As for how much to leave, the answer is, “It depends.” In a smaller spot like a café or bar with table service, a few coins will do. If service was good, round up to the closest euro (if your espresso was 1.40€, leave 2€). If it was surly, ten or twenty centimes is fine. Aldon notes that she feels “a bit dumb” when someone just leaves copper five-cent pieces, so take note: this may be perceived as a bit of an insult by your server.
At restaurants, meanwhile, locals rarely leave more than 10 percent in tip. At spots on the lower end of the price range, that usually works out to a few euros per person. If you’ve splurged for fine dining, it wouldn’t hurt to drop a crisp 50€ note.

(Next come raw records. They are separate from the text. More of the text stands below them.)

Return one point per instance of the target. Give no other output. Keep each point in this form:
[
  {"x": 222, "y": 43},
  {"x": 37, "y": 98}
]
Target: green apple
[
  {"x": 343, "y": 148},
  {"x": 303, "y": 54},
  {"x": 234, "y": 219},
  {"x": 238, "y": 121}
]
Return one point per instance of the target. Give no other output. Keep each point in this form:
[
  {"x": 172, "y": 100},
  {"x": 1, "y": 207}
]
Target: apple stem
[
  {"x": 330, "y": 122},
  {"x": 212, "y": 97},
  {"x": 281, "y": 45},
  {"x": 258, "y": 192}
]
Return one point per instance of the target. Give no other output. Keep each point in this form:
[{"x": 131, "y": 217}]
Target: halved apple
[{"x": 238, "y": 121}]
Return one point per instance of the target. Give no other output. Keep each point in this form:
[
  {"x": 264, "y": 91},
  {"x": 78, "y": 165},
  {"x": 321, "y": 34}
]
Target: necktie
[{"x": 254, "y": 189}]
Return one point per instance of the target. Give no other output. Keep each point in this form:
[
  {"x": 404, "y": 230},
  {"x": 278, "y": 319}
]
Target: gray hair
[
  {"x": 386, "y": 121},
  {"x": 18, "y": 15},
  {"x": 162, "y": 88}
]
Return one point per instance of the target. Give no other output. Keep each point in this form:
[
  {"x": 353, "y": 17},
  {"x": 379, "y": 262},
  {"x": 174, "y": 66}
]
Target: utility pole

You might also consider rewarding servers who went out of their way to help you translate the menu or kitchens who handled special requests, especially since tips are usually pooled by the entire team.
“The system where servers keep their own tips is more used in brasseries,” explains Glaymann. “Today, most restaurants (especially the more modern ones) have adopted a tip pooling system between the front of house and the kitchen.”
Since Parisians almost never ask for accommodation or substitutions, a team that helps you to navigate a dietary issue or a French menu is going beyond the usual call of duty. Tip extra and pay it forward for the next traveller in need.
One final and important point: you won’t be able to add gratuity onto a credit card receipt – there’s no line to write in an extra amount. It might be possible to ask the server before they run your card to increase the overall amount of the bill to include a tip (for example, asking them to process a 45€ bill as 50€), but they’ll usually say no to this request. Your best bet is to carry coins and small bills at all times when you’re in Paris, or to ask your server to make change for you so that you can leave a gratuity.
Overall, the absence of sales tax and “required” tipping makes the cost of dining out in Paris much cheaper than you might initially have realized. Something to celebrate!